Dziś czyli środa obudziła się normalnie czyli o 8 z humorem, gadała sobie i klaskała  :) Aż serce się raduje.

I teraz wiem, że jednym z jej powodów płaczu i złego humoru był WYRZYNAJĄCY SIĘ ZĄBEK!!!

MAMY 2 ZĄBEK - DOLNA LEWA JEDYNKA!!!

To na razie tyle. Teraz najważniejsze co będzie w wynikach moczu - za parę dni się dowiemy.

wtorek, 6 marca 2012

śmiechotka - chichotka :)

No i znowu minęło trochę czasu od ostatniego wpisu ... niby nic się nie dzieje, niby stagnacja... a jednak czas przez palce ucieka :(

Martusia rośnie zdrowo, nie choruje (odpukać w niemalowane), jest radosna, wesoła i mam nadzieję szczęśliwa :)
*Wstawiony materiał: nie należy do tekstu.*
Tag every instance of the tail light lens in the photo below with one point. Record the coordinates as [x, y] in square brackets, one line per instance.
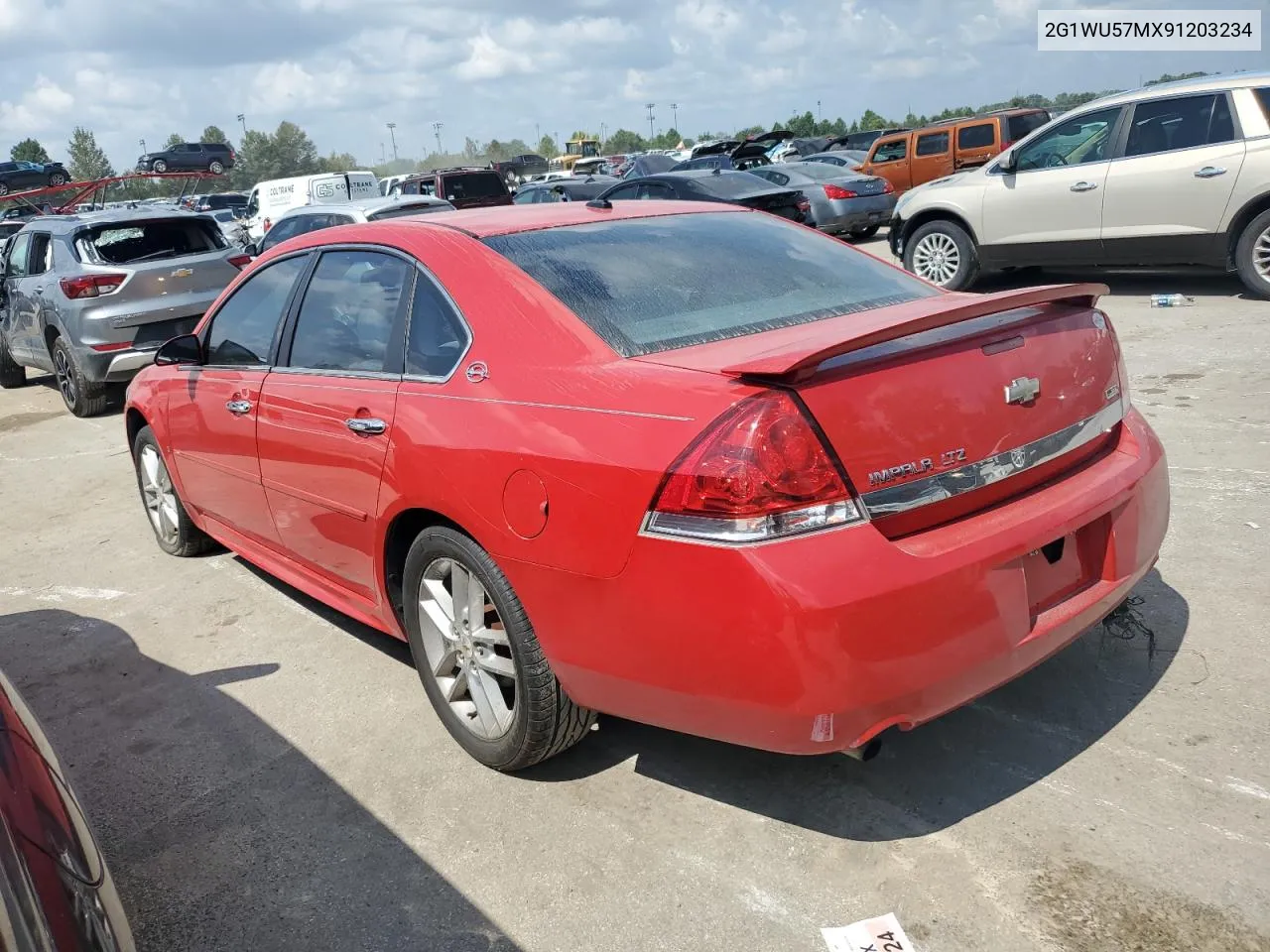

I naprawdę jest pogodnym dzieckiem  - dużo się śmieje. Oczywiście najwięcej jak się z nią bawi lub wygłupia, to potrafi nieźle i głośno rechotać :P a jak fajnie przy tym widać jej tego jednego ząbka.
Mirek mówi na nią "dziewczyna z zębem na przedzie".

Teraz to bardzo już czekamy na wiosnę. Marta jeszcze nie wie, co to wiosna, ale na pewno się ucieszy kiedy będzie nie będzie tak grubo ubierana, no i przede wszystkim nie będzie na głowie tej wstrętnej, grubej czapy... tylko coś cieńszego :)
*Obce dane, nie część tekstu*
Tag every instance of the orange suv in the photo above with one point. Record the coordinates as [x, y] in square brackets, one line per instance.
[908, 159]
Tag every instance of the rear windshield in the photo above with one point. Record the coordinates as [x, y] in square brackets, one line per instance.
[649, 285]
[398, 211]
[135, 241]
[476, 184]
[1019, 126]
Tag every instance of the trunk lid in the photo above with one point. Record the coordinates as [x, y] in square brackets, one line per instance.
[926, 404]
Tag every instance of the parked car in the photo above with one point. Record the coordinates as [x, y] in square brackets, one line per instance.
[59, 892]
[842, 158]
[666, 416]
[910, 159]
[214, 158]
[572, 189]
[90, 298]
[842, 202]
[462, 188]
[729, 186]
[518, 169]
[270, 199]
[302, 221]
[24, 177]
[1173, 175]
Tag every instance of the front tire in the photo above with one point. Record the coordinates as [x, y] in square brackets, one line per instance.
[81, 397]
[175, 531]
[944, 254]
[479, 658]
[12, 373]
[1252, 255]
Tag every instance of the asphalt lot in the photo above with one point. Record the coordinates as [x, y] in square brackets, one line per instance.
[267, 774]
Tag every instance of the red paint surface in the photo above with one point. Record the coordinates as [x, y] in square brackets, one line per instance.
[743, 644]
Muszę spróbować zrobić zdjęcie jak Tusia się śmieje i jej tego zębola widać.


A i jeszcze jedno - Tusia nauczyła się klaskać. No prawie prawie.. do tej pory jak brałam jej rączki aby zrobić kosi kosi czy brawo to miała jeszcze rączki zaciśnięte w piąstki. Ale systematycznie przy przewijaniu pieluszek (kiedy wietrzymy się bo małe odparzenia ciągle nawracają - czy tylko dziewczynki tak mają? już mnie to męczy) brałam jej rączki i próbowałam. No i się udało i teraz jak tylko ją kładę na przewijak to wie, że będzie klaskać, bo najpierw klaszczemy razem (bardzo lubi dźwięk jaki wydają jej rączki jak klaszcze), a potem próbuje sama - jak śmiesznie to wygląda :)


29 lutego byłyśmy na rehabilitacji i iiiii tadam....
Pan Jacek powiedział, że można już uznać, że Marta już wyszła ze swoich dolegliwości!!!!!!!!!!!!!!!!!!!
Praktycznie jest już ZDROWA!!!!
Ale strasznie się cieszę!!!
A tyle było z tym zmartwień (no i  ile siwych włosów mi przybyło)
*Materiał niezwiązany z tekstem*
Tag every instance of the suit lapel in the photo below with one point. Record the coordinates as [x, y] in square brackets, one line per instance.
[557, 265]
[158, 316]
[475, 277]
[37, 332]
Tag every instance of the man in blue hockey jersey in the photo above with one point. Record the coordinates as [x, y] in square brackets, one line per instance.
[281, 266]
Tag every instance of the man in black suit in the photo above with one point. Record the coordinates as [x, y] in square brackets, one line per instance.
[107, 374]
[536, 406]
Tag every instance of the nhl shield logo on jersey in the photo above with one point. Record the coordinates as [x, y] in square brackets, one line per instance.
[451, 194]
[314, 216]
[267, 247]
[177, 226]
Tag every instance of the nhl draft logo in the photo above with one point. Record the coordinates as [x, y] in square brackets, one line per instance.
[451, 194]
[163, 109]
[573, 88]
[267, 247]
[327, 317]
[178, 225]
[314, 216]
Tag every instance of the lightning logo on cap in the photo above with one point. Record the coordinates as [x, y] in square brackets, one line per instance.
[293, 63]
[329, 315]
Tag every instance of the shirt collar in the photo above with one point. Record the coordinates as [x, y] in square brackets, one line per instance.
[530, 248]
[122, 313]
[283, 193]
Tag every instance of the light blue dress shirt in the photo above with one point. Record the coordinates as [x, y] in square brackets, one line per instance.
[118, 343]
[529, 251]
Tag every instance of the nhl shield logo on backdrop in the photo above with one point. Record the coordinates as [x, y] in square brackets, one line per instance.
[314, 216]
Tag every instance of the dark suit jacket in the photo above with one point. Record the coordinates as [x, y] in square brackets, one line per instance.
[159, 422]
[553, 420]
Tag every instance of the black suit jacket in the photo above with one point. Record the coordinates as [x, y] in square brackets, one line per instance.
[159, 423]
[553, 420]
Teraz tylko mamy gdzieś za miesiąc, półtora mamy zgłaszać się na kontrolę. Oczywiście gdyby coś się działo to od razu, ale ja takiej opcji nie biorę pod uwagę!!!

tak najczęściej zasypiam i budzę się :)
nie ma jak to mizianki z tatusiem...
co co Tusia baaardzo lubi - JEŚĆ - ma to po tatusiu :)
Martusia dorosła już do krzesełka :)
kocham Was moje 3 gwiazdki :*
a to Konradek - agencior nie z tej ziemi!!!